At the same time (here comes the federal government again), 41% believe that the U.S. Supreme Court is too hostile towards religion.
Most working Americans (71%) would recommend their company as a good place to work, but then 66% feel their company values them as an employee. By comparison, just 16% of voters think most members of Congress care what they think.
How did you do in this week’s Rasmussen Challenge? Check the leaderboard.
In other news this week:
-- Twenty-nine percent (29%) of Likely U.S. Voters now say the country is heading in the right direction. That’s virtually unchanged from a year ago and consistent with voter attitudes for more than three months now.
-- Peace talks between the United States and the Taliban to end the war in Afghanistan have stalled, but just one-in-three voters now consider America’s longest-running war a Very Important voting issue.
-- Fifty-three percent (53%) of Americans are at least somewhat confident in the stability of the U.S. banking industry today.
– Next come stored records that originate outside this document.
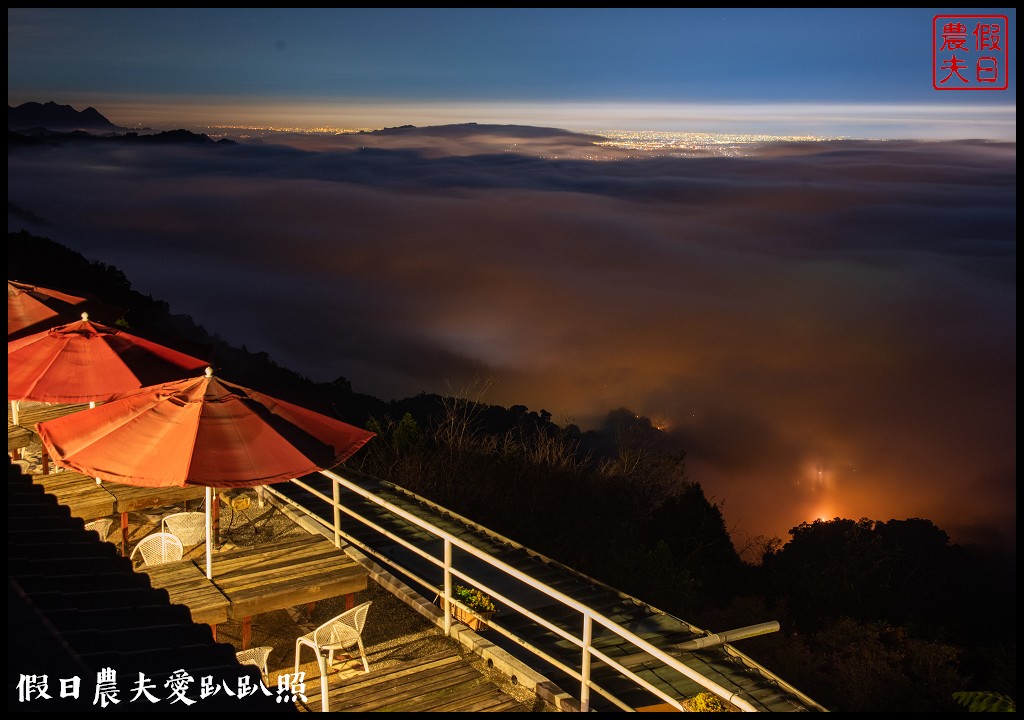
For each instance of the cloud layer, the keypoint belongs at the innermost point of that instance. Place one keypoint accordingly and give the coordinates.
(828, 329)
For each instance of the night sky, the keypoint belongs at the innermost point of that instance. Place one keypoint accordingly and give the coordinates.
(827, 329)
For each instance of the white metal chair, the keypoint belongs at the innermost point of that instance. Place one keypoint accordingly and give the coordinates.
(100, 526)
(338, 633)
(189, 527)
(159, 548)
(257, 657)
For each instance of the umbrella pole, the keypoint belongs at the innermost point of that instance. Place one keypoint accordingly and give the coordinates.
(209, 533)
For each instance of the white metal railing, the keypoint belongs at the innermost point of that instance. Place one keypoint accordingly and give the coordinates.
(588, 616)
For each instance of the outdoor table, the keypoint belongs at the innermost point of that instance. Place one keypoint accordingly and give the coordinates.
(284, 574)
(132, 499)
(90, 500)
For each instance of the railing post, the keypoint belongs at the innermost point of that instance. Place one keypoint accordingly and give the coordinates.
(336, 486)
(448, 587)
(588, 636)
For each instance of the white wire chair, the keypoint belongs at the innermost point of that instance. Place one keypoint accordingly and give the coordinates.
(189, 527)
(158, 548)
(338, 633)
(100, 526)
(257, 657)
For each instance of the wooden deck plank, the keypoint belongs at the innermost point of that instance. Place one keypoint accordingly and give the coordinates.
(285, 574)
(80, 493)
(187, 585)
(439, 682)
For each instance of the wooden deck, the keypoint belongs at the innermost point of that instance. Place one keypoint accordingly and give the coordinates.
(90, 500)
(262, 579)
(439, 683)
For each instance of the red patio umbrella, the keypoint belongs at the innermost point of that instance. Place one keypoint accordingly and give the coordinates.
(86, 362)
(32, 308)
(200, 431)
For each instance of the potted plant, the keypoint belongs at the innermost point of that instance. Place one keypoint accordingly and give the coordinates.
(481, 604)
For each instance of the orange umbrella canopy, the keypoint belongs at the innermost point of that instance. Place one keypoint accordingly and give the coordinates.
(86, 362)
(200, 431)
(31, 308)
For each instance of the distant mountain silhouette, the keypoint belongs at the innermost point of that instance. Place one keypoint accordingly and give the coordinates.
(36, 116)
(46, 137)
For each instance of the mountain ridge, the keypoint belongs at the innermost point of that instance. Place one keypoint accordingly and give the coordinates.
(57, 118)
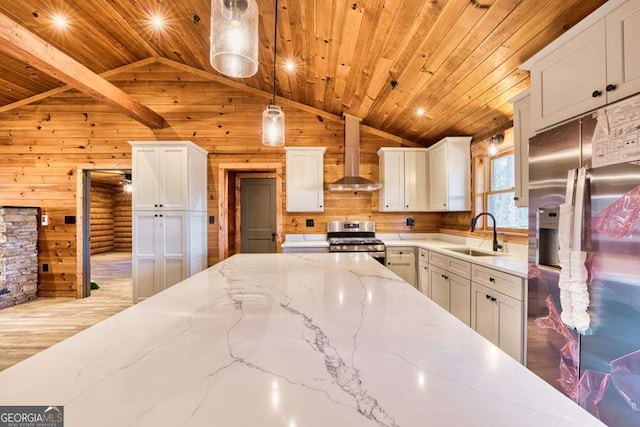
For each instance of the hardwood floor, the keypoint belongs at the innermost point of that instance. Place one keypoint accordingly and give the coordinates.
(29, 328)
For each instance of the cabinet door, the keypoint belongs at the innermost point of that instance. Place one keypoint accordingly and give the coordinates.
(510, 325)
(522, 133)
(582, 62)
(439, 287)
(392, 177)
(423, 279)
(146, 255)
(483, 318)
(460, 298)
(146, 178)
(415, 181)
(305, 180)
(174, 247)
(438, 183)
(173, 178)
(623, 59)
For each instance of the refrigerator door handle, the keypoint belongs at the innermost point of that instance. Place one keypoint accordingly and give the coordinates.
(578, 222)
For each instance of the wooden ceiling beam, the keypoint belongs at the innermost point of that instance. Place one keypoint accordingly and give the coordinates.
(20, 43)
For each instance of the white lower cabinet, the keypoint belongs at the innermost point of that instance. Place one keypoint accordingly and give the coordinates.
(168, 247)
(402, 261)
(498, 316)
(423, 271)
(450, 286)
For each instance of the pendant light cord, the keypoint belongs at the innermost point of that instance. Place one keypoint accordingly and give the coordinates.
(275, 50)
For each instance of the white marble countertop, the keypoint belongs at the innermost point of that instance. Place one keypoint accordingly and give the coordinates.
(506, 263)
(287, 340)
(305, 241)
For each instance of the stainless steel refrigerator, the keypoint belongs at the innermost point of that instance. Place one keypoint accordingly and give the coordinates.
(599, 368)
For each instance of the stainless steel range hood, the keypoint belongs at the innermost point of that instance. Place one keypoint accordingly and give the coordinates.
(352, 180)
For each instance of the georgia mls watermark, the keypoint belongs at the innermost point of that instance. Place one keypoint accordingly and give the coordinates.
(31, 416)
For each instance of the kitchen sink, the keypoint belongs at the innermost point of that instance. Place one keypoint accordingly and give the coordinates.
(471, 252)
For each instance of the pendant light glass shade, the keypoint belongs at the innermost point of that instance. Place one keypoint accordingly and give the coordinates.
(234, 37)
(273, 126)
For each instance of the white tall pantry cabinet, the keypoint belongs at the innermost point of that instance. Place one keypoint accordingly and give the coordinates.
(169, 214)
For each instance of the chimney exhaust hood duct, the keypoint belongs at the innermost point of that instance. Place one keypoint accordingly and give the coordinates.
(352, 180)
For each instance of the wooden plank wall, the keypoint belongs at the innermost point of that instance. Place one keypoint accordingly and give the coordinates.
(121, 221)
(44, 143)
(101, 218)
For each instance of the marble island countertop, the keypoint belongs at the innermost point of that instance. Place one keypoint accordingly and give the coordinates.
(287, 340)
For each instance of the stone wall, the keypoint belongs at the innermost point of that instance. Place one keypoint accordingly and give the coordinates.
(18, 255)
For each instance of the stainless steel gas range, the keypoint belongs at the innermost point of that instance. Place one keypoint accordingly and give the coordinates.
(355, 236)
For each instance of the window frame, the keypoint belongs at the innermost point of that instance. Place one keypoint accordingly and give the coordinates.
(488, 190)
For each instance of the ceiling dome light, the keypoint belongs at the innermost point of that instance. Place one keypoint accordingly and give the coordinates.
(234, 37)
(60, 21)
(273, 116)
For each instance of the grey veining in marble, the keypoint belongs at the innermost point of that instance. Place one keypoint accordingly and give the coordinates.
(287, 340)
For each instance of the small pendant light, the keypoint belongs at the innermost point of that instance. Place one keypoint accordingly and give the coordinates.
(234, 37)
(273, 116)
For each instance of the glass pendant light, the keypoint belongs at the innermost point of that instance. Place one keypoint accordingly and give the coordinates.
(234, 37)
(273, 116)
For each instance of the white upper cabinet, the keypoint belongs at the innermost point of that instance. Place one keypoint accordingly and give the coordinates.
(305, 179)
(169, 175)
(450, 175)
(582, 71)
(623, 55)
(522, 132)
(403, 173)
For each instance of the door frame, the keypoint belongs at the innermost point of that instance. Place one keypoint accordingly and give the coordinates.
(223, 196)
(83, 248)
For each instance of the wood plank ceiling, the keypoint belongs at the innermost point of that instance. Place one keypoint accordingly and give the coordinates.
(457, 59)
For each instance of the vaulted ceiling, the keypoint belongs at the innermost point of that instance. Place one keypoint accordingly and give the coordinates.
(457, 59)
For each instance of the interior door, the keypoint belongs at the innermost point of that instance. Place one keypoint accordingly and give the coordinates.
(258, 215)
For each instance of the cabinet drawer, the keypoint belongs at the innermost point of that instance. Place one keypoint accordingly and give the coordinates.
(437, 259)
(401, 253)
(502, 282)
(459, 267)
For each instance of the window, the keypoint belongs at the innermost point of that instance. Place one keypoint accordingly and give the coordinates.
(501, 191)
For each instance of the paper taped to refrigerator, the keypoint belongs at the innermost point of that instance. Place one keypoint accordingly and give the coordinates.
(616, 136)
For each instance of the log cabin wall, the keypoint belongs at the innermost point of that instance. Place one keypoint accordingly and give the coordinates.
(121, 221)
(45, 142)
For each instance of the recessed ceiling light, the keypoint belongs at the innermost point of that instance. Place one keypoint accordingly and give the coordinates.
(157, 21)
(290, 65)
(60, 21)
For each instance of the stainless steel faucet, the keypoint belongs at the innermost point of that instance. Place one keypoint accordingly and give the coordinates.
(496, 245)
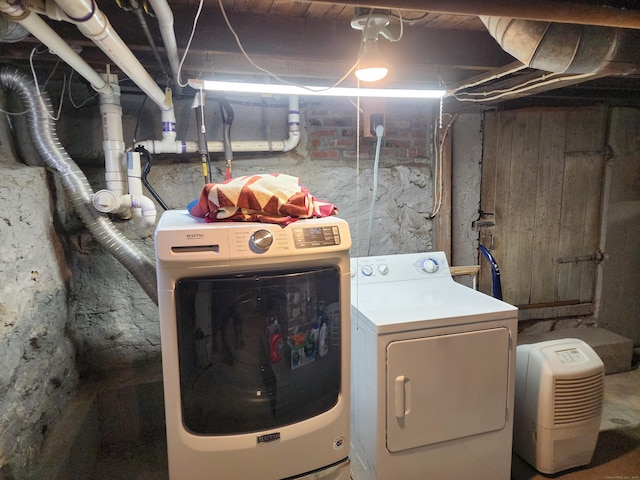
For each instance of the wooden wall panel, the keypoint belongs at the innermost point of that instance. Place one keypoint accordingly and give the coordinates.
(542, 174)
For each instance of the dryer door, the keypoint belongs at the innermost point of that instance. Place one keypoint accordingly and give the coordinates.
(446, 387)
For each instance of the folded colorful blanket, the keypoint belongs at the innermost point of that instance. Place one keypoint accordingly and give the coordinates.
(269, 198)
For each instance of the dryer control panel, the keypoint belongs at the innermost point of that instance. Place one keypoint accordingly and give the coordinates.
(392, 268)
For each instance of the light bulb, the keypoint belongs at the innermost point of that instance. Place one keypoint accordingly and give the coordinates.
(371, 67)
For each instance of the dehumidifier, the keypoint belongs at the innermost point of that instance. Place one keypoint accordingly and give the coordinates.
(558, 404)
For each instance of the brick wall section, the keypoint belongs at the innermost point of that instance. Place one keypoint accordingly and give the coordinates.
(331, 125)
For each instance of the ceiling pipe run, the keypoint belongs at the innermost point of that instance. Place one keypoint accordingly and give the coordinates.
(75, 183)
(165, 22)
(567, 11)
(93, 24)
(43, 32)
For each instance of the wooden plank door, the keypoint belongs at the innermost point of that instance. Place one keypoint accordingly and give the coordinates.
(541, 192)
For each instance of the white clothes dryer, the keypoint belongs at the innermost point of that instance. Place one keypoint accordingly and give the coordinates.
(433, 373)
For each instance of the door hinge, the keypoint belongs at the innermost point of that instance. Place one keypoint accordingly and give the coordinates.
(597, 257)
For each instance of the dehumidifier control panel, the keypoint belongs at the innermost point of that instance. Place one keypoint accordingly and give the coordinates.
(571, 356)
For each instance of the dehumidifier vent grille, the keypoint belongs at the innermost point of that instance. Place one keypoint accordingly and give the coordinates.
(578, 399)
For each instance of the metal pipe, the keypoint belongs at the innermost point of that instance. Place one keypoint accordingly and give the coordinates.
(567, 11)
(165, 22)
(75, 183)
(95, 25)
(43, 32)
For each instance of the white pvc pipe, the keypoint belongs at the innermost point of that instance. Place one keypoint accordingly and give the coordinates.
(168, 144)
(165, 22)
(43, 32)
(113, 138)
(94, 25)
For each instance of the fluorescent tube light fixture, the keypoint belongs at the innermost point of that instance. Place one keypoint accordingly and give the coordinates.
(272, 89)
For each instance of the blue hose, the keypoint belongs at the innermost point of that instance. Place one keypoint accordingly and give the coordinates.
(495, 272)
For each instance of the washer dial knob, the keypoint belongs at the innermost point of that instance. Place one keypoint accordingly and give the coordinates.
(429, 265)
(366, 270)
(261, 240)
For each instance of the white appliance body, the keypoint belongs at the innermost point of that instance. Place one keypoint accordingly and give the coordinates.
(432, 373)
(242, 402)
(558, 404)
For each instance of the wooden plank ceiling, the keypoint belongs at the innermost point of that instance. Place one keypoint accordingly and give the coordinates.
(443, 42)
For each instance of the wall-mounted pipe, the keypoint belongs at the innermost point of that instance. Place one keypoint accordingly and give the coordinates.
(168, 145)
(607, 14)
(113, 138)
(555, 47)
(93, 24)
(75, 183)
(40, 30)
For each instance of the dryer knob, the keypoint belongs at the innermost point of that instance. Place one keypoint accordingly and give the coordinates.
(367, 271)
(430, 265)
(261, 240)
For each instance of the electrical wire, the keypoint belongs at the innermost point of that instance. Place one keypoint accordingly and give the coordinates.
(268, 72)
(35, 79)
(379, 131)
(145, 172)
(186, 50)
(438, 180)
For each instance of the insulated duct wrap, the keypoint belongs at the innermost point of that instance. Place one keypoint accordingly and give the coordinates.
(555, 47)
(76, 184)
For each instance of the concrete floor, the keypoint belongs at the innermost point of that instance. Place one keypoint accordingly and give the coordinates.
(617, 453)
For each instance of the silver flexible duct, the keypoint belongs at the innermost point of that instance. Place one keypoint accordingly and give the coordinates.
(53, 154)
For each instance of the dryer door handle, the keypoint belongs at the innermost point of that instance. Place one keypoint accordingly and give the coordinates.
(402, 396)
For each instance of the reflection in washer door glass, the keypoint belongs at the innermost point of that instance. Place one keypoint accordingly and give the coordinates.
(257, 351)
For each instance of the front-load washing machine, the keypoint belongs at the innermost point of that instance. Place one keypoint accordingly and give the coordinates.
(433, 370)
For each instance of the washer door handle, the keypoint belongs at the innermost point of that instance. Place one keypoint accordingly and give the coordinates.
(402, 396)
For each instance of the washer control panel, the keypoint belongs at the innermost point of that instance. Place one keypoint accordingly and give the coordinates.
(390, 268)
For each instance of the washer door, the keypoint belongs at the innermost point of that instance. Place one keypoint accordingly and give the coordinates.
(446, 387)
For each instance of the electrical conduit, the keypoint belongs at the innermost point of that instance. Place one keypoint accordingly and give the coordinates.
(46, 142)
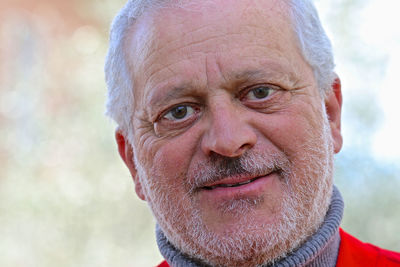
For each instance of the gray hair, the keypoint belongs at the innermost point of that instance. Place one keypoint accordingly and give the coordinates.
(312, 41)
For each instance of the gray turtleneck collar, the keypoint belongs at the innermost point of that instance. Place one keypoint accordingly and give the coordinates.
(321, 249)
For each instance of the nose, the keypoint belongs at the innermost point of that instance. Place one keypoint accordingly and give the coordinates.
(229, 133)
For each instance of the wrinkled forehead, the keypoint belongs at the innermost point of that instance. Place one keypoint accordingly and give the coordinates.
(190, 20)
(216, 26)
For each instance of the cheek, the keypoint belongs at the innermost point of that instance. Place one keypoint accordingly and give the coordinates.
(172, 158)
(288, 131)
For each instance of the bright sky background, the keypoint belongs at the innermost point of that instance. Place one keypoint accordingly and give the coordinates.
(377, 32)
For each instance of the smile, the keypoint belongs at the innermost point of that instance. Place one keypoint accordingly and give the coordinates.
(230, 185)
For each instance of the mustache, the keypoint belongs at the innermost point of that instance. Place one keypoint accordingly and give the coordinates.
(253, 164)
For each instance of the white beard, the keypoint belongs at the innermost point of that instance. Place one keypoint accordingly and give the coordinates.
(301, 211)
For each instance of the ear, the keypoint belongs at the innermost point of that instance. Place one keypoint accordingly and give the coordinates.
(126, 152)
(333, 104)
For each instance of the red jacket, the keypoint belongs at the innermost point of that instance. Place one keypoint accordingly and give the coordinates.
(354, 253)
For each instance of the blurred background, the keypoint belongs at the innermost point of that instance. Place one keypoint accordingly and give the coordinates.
(66, 199)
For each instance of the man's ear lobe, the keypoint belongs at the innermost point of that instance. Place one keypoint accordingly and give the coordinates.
(126, 152)
(333, 104)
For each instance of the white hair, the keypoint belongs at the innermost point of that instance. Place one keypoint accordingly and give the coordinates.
(312, 41)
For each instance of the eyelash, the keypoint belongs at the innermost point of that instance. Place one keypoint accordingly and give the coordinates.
(195, 109)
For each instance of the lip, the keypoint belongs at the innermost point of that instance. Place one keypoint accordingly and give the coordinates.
(255, 187)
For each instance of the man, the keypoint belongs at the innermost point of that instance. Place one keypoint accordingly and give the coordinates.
(228, 117)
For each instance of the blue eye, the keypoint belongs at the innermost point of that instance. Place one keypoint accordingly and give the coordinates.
(259, 93)
(179, 112)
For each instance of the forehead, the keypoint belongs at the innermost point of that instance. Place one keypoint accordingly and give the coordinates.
(175, 41)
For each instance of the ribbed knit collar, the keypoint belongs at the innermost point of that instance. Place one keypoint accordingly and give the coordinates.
(321, 249)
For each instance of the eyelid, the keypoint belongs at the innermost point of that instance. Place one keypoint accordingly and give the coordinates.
(169, 109)
(188, 107)
(247, 90)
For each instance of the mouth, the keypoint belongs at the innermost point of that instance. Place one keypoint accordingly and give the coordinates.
(223, 184)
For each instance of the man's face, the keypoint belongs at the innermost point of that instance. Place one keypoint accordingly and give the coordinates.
(232, 146)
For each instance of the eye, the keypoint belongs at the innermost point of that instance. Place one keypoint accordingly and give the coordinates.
(179, 113)
(260, 92)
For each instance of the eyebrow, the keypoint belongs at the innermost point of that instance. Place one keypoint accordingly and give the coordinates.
(175, 92)
(233, 81)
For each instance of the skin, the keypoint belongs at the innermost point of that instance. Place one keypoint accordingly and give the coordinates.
(209, 59)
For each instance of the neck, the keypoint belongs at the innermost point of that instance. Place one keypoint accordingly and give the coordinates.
(321, 249)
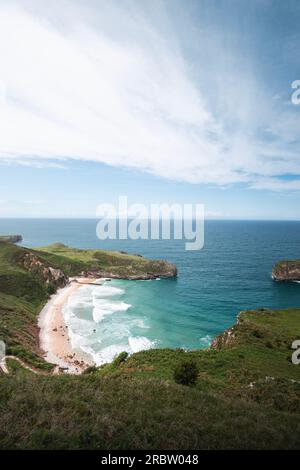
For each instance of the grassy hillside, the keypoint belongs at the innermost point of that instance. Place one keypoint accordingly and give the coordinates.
(247, 393)
(114, 263)
(26, 283)
(247, 396)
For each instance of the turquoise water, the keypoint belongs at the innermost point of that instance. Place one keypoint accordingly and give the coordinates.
(231, 273)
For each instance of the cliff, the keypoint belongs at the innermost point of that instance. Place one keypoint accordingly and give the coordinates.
(11, 238)
(286, 271)
(102, 263)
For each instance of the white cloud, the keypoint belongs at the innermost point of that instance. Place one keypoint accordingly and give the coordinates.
(120, 91)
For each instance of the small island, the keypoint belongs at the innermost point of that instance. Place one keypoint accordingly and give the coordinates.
(286, 270)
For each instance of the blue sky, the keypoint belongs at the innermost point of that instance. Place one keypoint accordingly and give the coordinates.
(162, 101)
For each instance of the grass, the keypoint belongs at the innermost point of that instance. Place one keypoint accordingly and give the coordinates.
(72, 261)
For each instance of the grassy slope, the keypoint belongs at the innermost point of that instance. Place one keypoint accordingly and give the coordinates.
(72, 261)
(23, 294)
(137, 404)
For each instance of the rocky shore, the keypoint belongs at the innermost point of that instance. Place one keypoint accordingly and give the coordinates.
(286, 271)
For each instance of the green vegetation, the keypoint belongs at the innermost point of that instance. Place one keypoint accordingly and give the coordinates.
(111, 263)
(246, 391)
(11, 238)
(26, 284)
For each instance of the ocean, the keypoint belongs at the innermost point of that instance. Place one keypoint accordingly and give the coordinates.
(231, 273)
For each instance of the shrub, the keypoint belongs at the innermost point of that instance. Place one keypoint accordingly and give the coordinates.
(186, 373)
(120, 358)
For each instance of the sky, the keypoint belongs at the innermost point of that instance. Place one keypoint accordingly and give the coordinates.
(162, 101)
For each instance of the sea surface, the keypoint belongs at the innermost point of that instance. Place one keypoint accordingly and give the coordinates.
(231, 273)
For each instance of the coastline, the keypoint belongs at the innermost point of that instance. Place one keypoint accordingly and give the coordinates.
(53, 337)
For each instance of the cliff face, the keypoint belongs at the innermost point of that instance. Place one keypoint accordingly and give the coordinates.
(286, 271)
(164, 270)
(50, 275)
(11, 238)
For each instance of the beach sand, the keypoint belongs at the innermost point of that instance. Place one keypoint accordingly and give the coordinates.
(54, 338)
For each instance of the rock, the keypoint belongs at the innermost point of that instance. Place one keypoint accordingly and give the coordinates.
(286, 271)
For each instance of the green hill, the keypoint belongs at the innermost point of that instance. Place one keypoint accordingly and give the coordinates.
(247, 393)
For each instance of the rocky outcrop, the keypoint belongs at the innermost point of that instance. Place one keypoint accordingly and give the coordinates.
(49, 274)
(286, 271)
(167, 270)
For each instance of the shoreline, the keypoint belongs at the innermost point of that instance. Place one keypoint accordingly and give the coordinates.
(54, 340)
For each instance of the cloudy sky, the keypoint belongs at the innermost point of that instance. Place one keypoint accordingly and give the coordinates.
(163, 101)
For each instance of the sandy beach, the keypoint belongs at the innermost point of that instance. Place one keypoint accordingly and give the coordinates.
(54, 338)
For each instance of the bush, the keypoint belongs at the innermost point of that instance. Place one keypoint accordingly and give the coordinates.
(120, 358)
(186, 373)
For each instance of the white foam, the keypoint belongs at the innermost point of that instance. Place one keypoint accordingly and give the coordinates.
(140, 343)
(106, 291)
(205, 341)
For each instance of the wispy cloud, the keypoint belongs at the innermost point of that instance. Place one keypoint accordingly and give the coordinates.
(106, 82)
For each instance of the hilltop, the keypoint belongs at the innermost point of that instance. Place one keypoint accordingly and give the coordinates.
(28, 277)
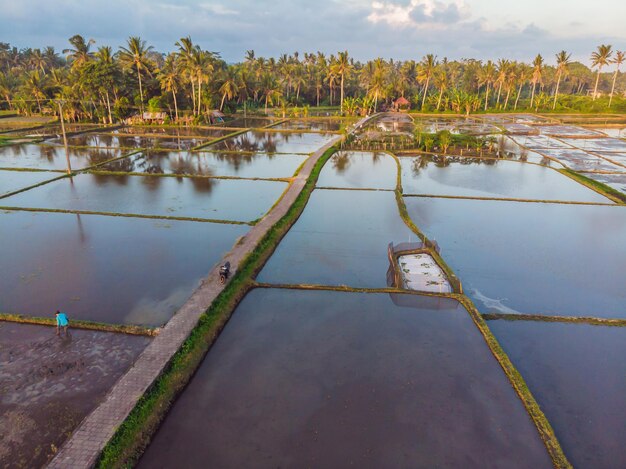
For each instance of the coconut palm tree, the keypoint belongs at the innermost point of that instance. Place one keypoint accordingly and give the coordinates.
(169, 78)
(135, 54)
(80, 53)
(502, 74)
(428, 65)
(229, 87)
(536, 76)
(618, 61)
(342, 68)
(562, 63)
(600, 58)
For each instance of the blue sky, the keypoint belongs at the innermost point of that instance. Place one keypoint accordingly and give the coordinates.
(400, 29)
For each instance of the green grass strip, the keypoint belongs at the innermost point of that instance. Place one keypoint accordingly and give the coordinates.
(593, 321)
(508, 199)
(125, 215)
(135, 433)
(104, 172)
(546, 432)
(600, 188)
(81, 324)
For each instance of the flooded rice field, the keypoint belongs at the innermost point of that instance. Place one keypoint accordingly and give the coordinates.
(359, 170)
(461, 176)
(273, 142)
(203, 163)
(341, 238)
(318, 125)
(206, 198)
(33, 156)
(567, 260)
(577, 374)
(133, 141)
(48, 384)
(11, 181)
(328, 379)
(107, 269)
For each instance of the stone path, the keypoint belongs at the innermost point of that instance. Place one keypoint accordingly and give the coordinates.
(84, 446)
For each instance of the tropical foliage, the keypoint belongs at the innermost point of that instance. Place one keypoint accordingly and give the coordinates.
(106, 85)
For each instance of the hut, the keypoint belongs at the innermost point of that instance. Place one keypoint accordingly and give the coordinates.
(401, 104)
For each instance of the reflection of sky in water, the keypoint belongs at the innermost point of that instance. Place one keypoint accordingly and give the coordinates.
(533, 258)
(103, 268)
(238, 200)
(577, 374)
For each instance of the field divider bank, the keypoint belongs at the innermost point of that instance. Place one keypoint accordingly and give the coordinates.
(544, 428)
(118, 430)
(202, 146)
(590, 320)
(81, 324)
(509, 199)
(125, 215)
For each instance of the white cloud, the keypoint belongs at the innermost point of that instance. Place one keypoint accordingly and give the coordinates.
(419, 12)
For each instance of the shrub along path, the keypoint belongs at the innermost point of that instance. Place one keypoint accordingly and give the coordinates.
(84, 446)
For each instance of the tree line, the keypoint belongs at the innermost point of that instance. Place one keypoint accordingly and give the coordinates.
(100, 84)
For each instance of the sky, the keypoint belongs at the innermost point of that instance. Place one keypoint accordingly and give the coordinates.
(399, 29)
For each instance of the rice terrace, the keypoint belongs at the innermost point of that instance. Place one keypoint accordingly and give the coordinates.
(312, 259)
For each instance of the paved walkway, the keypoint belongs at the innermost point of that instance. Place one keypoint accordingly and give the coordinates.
(84, 446)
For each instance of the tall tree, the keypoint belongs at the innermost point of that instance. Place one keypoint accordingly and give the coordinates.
(536, 76)
(80, 51)
(342, 68)
(427, 69)
(135, 54)
(599, 59)
(562, 64)
(618, 61)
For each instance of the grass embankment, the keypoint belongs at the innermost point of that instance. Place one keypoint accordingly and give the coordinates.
(592, 321)
(607, 191)
(135, 433)
(546, 432)
(125, 215)
(80, 324)
(404, 214)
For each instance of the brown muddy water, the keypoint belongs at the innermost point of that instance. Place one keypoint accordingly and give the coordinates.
(540, 258)
(273, 142)
(32, 156)
(235, 200)
(577, 374)
(48, 384)
(359, 170)
(460, 176)
(328, 379)
(341, 238)
(244, 165)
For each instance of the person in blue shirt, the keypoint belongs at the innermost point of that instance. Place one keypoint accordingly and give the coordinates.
(62, 322)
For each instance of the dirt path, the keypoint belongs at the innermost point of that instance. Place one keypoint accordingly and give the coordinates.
(84, 446)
In July 2008 shortly before the Wall Street meltdown, 68% were confident in U.S. banks.
-- Most Americans say they are paying about the same amount in interest rates compared to last year, but half now expect those rates to rise over the next year.
-- Most voters believe tax-exempt groups should publicly disclose all of their donors even though most recognize some will be harassed by political opponents.
-- With the U.S. Supreme Court poised to issue several major end-of-the term rulings, more voters than ever (40%) think the justices are too liberal.
-- With two months to go until the Democratic primary and four months until Election Day, Newark Mayor Cory Booker is in a strong position to become New Jersey’s next U.S. senator.
-- Thirty-seven percent (37%) of New Jersey voters would like to see Governor Chris Christie run for president in 2016, and 44% of voters in his home state would vote for him.